Thanks for reading. For a reserach project, I'm doing some text analysis. We are analyzing large texts (company reports) and I'm looking to count keyword frequencies within that text.
However, I have two lists of keywords, and I dont want to count the number of occurances of these words, but the number of times any two words from these lists appear within a certain distance from each other in the main text.
text <- c("The house is blue.

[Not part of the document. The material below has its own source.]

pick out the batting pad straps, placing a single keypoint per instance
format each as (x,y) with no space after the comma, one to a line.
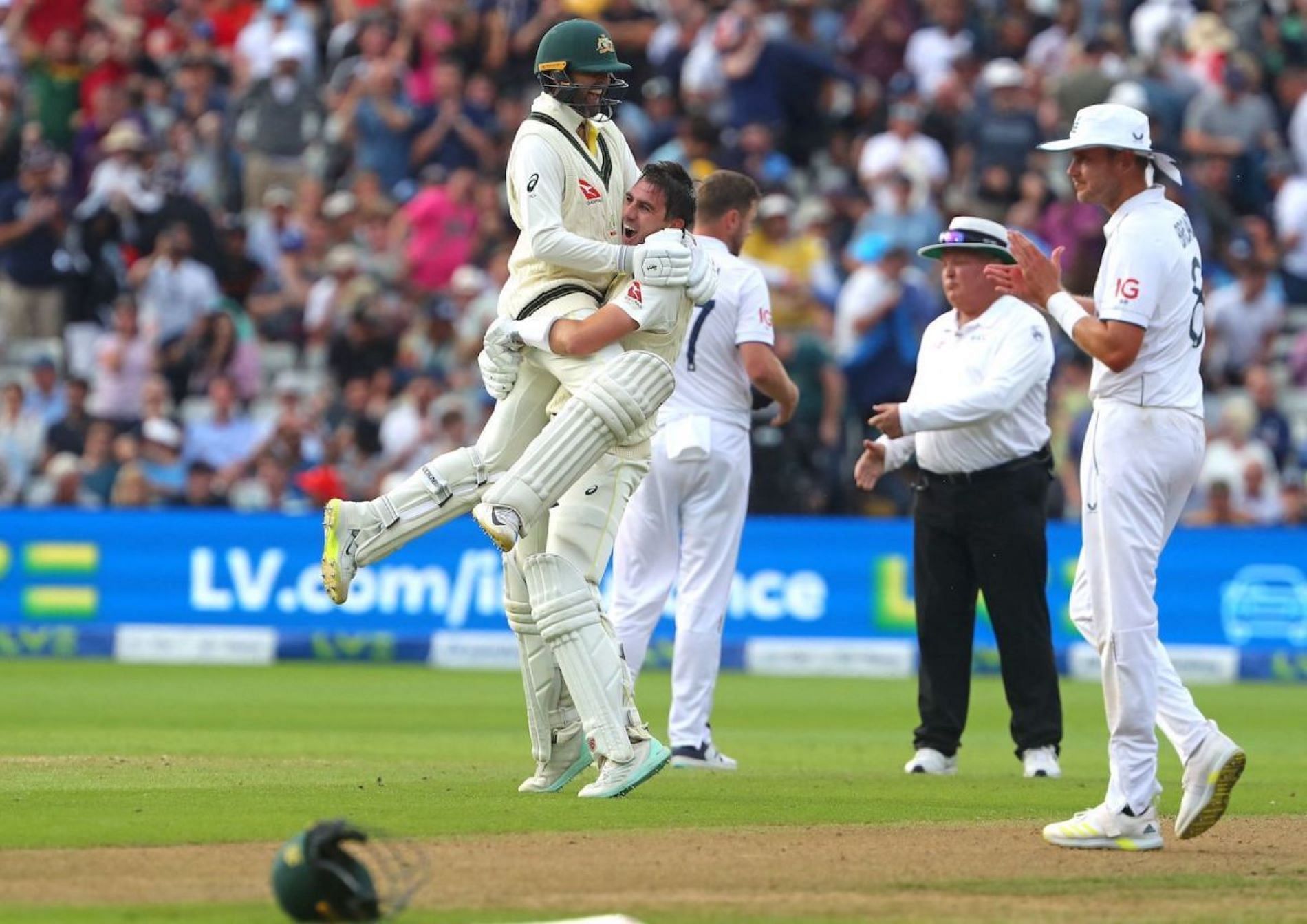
(442,491)
(568,617)
(609,409)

The car is very big and red.")
words1 <- c("car", "house")
words2 <- c("blue", "red")
The desired functionality should, for example, return 1 for distance 3. (Number of any combinations in given distance.)
I know about the text_count
function from the stringb
package and kwic
from quantea
. However, thats not really what Im looking for.
Thanks, any help is appreciated.
The quanteda package has the function fcm()
that counts frequency of their co-occurrences.
require(quanteda)
txt <- c("The house is blue. The car is very big and red.")
toks <- tokens(txt) %>% tokens_tolower()
fcm(toks, window = 3, tri = FALSE)
#> Feature co-occurrence matrix of: 10 by 10 features.
#> features
#> features the house is blue . car very big and red
#> the 1 2 4 2 4 2 2 2 2 2
#> house 2 0 2 1 2 1 1 1 1 1
#> is 4 2 1 2 4 2 2 2 2 2
#> blue 2 1 2 0 2 1 1 1 1 1
#> . 4 2 4 2 1 2 2 2 2 2
#> car 2 1 2 1 2 0 1 1 1 1
#> very 2 1 2 1 2 1 0 1 1 1
#> big 2 1 2 1 2 1 1 0 1 1
#> and 2 1 2 1 2 1 1 1 0 1
#> red 2 1 2 1 2 1 1 1 1 0